We clustered the data using the mixture model depicted in Fig. 3. Whereas the mixture model defines a probability model for the generation of data and can thus be used in soft clustering, allocating data vectors to the component densities that maximize the probability of data defines a hard clustering. Here, we focus on hard clustering of the samples of chromosomal amplification data, dividing the data set into six different clusters. The number of samples in each cluster are the following: \(|\text {Cluster }1|=30\), \(|\text {Cluster }2|=96|\), \(|\text {Cluster }3|=88\), \(|\text {Cluster }4|=81\), \(|\text {Cluster }5|=75\), \(|\text {Cluster }6|=37\).

5.2 Cluster visualization using banded matrices

We used the bidirectional minimal banded augmentation method, described in Sect. 3.4, to extract the banded structure in the data. As explained in Sect. 3.4, we decided to only allow permutations of rows of the data matrix. In Fig. 4, the black color indicates ones in the data and white color denotes zeros in the data. The resulting figure is then overlaid with the 6 clusters, discovered in Sect. 5.1.

By exposing the banded structure of a matrix, Fig. 4 allows a clear visualization of the clusters discovered in the data. Examination of Figs. 3 and 4 show that each cluster captures amplifications in some specific regions of the genome. Both figures capture a phenomenon that the p-arm of chromosome 1 (left part of the figure) shows a comparatively smaller number of amplifications whereas the q-arm shows a higher number of amplifications.

In Fig. 4, cluster 1 (component 1, \(\pi _{1}\)) is characterized by pronounced amplifications in the end of the q-arm (regions 1q32–q44) of chromosome 1. The figure also shows that samples in the second cluster (component 2, \(\pi _{2}\)) contain sporadic amplifications spread across both p and q-arms in different regions of chromosome 1. This cluster does not carry much information and contains cancer samples that do not show discriminating amplifications in chromosomes as the values of random variables are near 0.5. It is the only cluster that was split into many separate matrix regions.
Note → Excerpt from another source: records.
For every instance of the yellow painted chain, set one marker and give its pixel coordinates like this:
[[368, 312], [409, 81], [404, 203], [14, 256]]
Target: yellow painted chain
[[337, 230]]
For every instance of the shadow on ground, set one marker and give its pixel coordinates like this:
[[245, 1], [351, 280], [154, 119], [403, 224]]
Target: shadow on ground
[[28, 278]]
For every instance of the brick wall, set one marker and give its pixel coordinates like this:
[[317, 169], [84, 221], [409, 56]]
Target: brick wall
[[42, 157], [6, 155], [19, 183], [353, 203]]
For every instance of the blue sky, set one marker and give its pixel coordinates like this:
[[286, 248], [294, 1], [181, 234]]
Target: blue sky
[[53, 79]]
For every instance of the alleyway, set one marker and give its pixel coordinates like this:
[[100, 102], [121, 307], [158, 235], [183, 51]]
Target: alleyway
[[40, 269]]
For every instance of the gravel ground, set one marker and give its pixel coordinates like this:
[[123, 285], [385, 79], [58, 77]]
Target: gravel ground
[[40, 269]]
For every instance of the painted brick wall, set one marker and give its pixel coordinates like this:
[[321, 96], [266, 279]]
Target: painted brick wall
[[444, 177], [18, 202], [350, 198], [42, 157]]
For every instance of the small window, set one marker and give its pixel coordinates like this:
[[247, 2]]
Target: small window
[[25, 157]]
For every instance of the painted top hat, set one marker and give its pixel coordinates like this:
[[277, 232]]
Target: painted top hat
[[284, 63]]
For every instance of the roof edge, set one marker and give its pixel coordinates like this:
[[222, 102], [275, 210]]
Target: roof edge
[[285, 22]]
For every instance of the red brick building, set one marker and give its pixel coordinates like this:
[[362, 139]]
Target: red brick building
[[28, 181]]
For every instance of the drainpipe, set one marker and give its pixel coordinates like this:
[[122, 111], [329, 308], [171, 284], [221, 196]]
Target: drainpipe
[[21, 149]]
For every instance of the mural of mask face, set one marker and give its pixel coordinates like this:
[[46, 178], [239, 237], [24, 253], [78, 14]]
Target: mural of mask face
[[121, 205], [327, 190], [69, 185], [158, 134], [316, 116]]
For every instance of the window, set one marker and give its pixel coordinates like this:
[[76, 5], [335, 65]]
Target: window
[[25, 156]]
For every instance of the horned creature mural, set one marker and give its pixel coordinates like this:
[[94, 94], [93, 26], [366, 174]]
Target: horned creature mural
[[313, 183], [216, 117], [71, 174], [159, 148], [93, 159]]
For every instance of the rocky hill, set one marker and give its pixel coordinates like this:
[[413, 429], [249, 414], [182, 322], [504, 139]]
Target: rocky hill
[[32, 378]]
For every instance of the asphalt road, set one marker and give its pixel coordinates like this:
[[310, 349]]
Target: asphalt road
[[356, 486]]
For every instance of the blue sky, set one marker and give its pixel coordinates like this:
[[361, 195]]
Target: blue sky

In contrast, cluster 3 (component 3, \(\pi _{3}\)) portrays marked amplifications in regions 1q11–44. Cluster 4 (component 4, \(\pi _{4}\)) shows amplifications in regions 1q21–25. Similarly, cluster 5 is denoted by amplifications in 1q21–25. The visualization with banded matrices in Fig. 4 also draws a distinction between clusters number 4 and 5, which upon first viewing show no obvious difference to the human eye. Cluster 6 (component 6, \(\pi _{6}\)) is defined by pronounced amplifications in the p-arm of chromosome 1.

Fig. 4
figure 4

Banded structure of the chromosome 1 data matrix with cluster information overlay

5.3 Rules induced through semantic pattern mining

Using the method described in Sect. 3.3, we induced subgroup descriptions for each cluster as the target class. For a selected cluster, all the other clusters represent the negative training examples, which resembles one-versus-all approach in multiclass classification. In this section, we discuss the results pertaining to clusters 1 and 3 (see Tables 1 and 2), while the rules for the other clusters, along with their visualization, are discussed in the following section. In our experiments we have considered only rules without negations in the rule conditions, as we are interested in the existence of amplifications characterizing the clusters and thereby the specific cancers (note that the absence of amplifications would mainly characterize the absence of cancers not their presence).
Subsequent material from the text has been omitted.